Ich werfe einen Blick zur Uhr. Unser Training beginnt in wenigen Minuten.

Wie auf Kommando steckt Pen, unsere Trainerin, ihren roten Schopf zur Tür der Trainingshalle hinein.

»Gut, ihr seid da. Es geht los.« Sie schenkt uns ein strahlendes Lächeln und ist im nächsten Moment schon wieder verschwunden.

Wir haben lange nach der richtigen Trainerin für uns gesucht und sind unglaublich dankbar, schließlich Pen gefunden zu haben. Ihren Umgang mit uns kann man nur als liebevolle Strenge bezeichnen, im Gegensatz zu dem Drill, der sonst oft in der Eiswelt herrscht. Leider stehen viel zu häufig schnelle Erfolge und das Abfertigen junger Menschen im Vordergrund. Doch Pen ist anders. Sie glaubt an eine gesunde Psyche als Grundlage für alles. Auch für diesen Sport.

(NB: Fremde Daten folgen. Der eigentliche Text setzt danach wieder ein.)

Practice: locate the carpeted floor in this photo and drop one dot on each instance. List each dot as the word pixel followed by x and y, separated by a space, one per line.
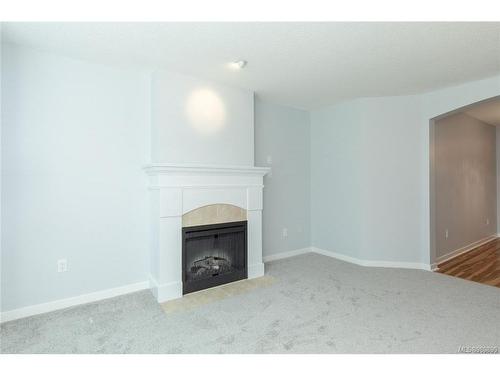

Zurück in der Umkleidekabine folgt mein liebster Moment und ich hole meinen wertvollsten Schatz, meine weißen Eiskunstlauf-Schlittschuhe, aus ihrer Tasche. Ich ziehe die rosafarbenen, puscheligen Schoner ab, die die Kufen zwar bei der Aufbewahrung schützen, aber nicht dafür geeignet sind, um damit herumzulaufen. Andächtig fahre ich mit meinen Fingern über die scharf geschliffene, glänzende Kufe bis nach vorne zu den tiefen Zacken, die wir brauchen, um abzuspringen oder andere Tricks zu vollführen. Mit geschickten Handgriffen stülpe ich dann die harten Schoner, mit denen ich auch auf normalen Böden laufen kann, über die Kufen. Ich schlüpfe in die Schuhe und spüre sofort, wie die Härte des Leders meinen Fuß weitestgehend zusammendrückt.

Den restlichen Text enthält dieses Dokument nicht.